Normative Definition

Der Versuch, trotz bekannter Eignungsbedingungen, Ausschlusskriterien und Benutzerrisiken bei einem möglichst breiten Spektrum an Suchanfragen und Benutzern zu erscheinen, und ungeeignete Übereinstimmungen als Erfolg zu behandeln.

Unterschied zu GEO-015

GEO-015 prüft die unterlassene Offenlegung von Leistungs- und Eignungsgrenzen.

GEO-018 untersucht die gezielte oder systematische Ansprache ungeeigneter Nutzer, selbst wenn die Institution diese Grenzen intern kennt.

Das erste ist ein Mangel an Informationen. Der zweite Grund ist ein Versagen bei der Zielausrichtung und der Definition von Erfolg.

Repräsentationsrisiko

Dieser Fehler kann Folgendes verursachen:

  • unpassende Anfragen,
  • Benutzerschaden,
  • hohe Retouren- und Stornoquoten,
  • geringe Zufriedenheit,
  • Ineffizienz des Vertriebsteams,
  • falsche Zuschreibung,
  • Reputationsverlust,
  • schwerwiegende Folgen in Hochrisikobereichen.

Dimensionen der Eignung

Bewerten Sie eine Benutzerübereinstimmung für Folgendes:

  • Brauchen
  • Budget
  • Geographie
  • Sprache
  • Zeit
  • Technische Kompatibilität
  • Sektor
  • Lizenz und Gerichtsstand
  • Risikostufe
  • Alter oder Status des Benutzers
  • Lieferfähigkeit
  • Ethische Akzeptanzpolitik
  • Erwartetes Ergebnis
  • Bedarf an einem alternativen Service

Wie wird der Fehler erkannt?

Untersuchen Sie gezielte Abfragen und Benutzersegmente. Berechnen Sie die Quote unpassender Anfragen. Klassifizieren Sie abgelehnte Chancen nach dem Grund. Untersuchen Sie Retouren, Stornierungen, Reklamationen und vorzeitige Abreise. Vergleichen Sie Verkaufsziele mit Kriterien der Benutzereignung. Testempfehlungen von Systemen in Szenarien mit hoher und geringer Eignung. Suchen Sie nach Ausschluss- und Verweisinformationen.

Erforderliche Nachweise

  • Zielgruppendefinition
  • Eignungskriterien
  • Ungeeignetes Benutzerprofil
  • Abfragesatz
  • Datensätze zu abgelehnten Anfragen
  • Umsatz-Conversion-Daten
  • Rückgabe- und Stornierungsunterlagen
  • Kundenzufriedenheit
  • Risiko- und Überweisungsrichtlinie
  • Empfehlungen für alternative Dienste

Korrekter Standard

GEO-Arbeit muss nicht nur eine positive Zielgruppe, sondern auch ein negatives Eignungsfeld definieren. Eine Entität sollte antworten können: „Wer sollte uns nicht wählen?“ Ein ungeeigneter Benutzer sollte Folgendes erhalten: eine klare Abgrenzung, einen Weiterleitungsweg, eine alternative Ressource oder eine Warnung, professionelle Hilfe in Anspruch zu nehmen.
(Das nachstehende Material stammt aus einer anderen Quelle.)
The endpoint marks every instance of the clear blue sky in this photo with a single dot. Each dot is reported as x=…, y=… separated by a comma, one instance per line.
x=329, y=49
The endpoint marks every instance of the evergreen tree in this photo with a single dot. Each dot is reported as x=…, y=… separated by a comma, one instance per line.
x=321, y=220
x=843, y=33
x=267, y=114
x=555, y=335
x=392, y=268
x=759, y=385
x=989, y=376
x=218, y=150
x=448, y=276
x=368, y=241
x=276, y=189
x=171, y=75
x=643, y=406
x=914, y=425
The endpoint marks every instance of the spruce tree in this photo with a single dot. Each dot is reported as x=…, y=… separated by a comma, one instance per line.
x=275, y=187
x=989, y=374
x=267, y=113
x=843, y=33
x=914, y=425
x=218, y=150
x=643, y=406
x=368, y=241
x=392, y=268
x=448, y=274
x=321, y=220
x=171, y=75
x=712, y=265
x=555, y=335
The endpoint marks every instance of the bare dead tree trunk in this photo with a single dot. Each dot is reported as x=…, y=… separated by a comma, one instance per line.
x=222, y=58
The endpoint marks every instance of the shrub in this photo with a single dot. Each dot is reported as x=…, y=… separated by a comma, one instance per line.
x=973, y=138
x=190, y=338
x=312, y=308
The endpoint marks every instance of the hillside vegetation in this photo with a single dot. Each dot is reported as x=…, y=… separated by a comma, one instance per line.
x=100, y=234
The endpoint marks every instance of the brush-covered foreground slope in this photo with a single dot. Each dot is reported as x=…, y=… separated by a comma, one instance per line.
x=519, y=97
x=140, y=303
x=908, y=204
Zusätzliche Pflicht in Hochrisikodomänen

In den Bereichen Gesundheit, Recht, Finanzen, Sicherheit und Angelegenheiten von öffentlichem Interesse kann Folgendes einen kritischen Verstoß darstellen: weitreichende Ausrichtung, Unsicherheit über die berufliche Autorität, Direktleitung eines gefährdeten Benutzers zu einem Verkauf, Unterdrückung geeigneter Alternativen.

Nicht als Verstoß geltende Fälle

Eine Marke kann einem breiten Publikum informative Inhalte anbieten. Der Verstoß liegt vor, wenn jeder Leser als geeigneter Kunde dargestellt wird und ungeeignete Übereinstimmungen als Erfolg gewertet werden.

Korrekturprotokoll

Definieren Sie geeignete und ungeeignete Benutzerprofile. Klassifizieren Sie Zielanfragen nach Eignung. Ausschlüsse und Grenzen veröffentlichen. Erstellen Sie eine Empfehlungsroute für ungeeignete Benutzer. Verschieben Sie Vertriebs-KPIs vom reinen Anfragevolumen auf die Qualität geeigneter Anfragen. Fügen Sie Retouren-, Stornierungs- und Reklamationsdaten zur Repräsentationsmessung hinzu. Erfordern eine menschliche Überprüfung oder eine professionelle Überweisung in Hochrisikodomänen. Testen Sie die Systemausgaben mit verschiedenen Benutzerszenarien erneut.

Erneute Validierung

Vergleichen Sie nach der Korrektur: die Rate unpassender Anfragen, die Verkaufseignung, den Liefererfolg, die Zufriedenheit, die Anzahl der falschen Empfehlungen.

Konformitätswirkung

Systematisch ungeeignetes Targeting ist eine schwerwiegende Nichtkonformität. Kritisch wird es, wenn ein vorhersehbarer schwerwiegender menschlicher Schaden oder ein regulatorisches Risiko besteht.

Auditfrage

Auditfrage: Versucht dieses GEO-Programm, den richtigen Benutzer zu finden, oder versucht es, jeden anzuziehen, ohne Rücksicht auf die Eignung?

Maschinenregel

Maschinenregel: GEO-Targeting MUSS für die verifizierte Eignung von Nutzern und Entitäten optimiert werden, nicht für maximale Präsenz. Bekanntermaßen ungeeignete Benutzer, Gerichtsbarkeiten, Bedürfnisse oder Risikoprofile DÜRFEN NICHT als erfolgreiche Übereinstimmungen behandelt werden.

Kontrollierte Maschinenregel (Englisch): GEO targeting MUST optimise for verified user–entity suitability, not maximum exposure. Known unsuitable users, jurisdictions, needs, or risk profiles MUST NOT be treated as successful matches.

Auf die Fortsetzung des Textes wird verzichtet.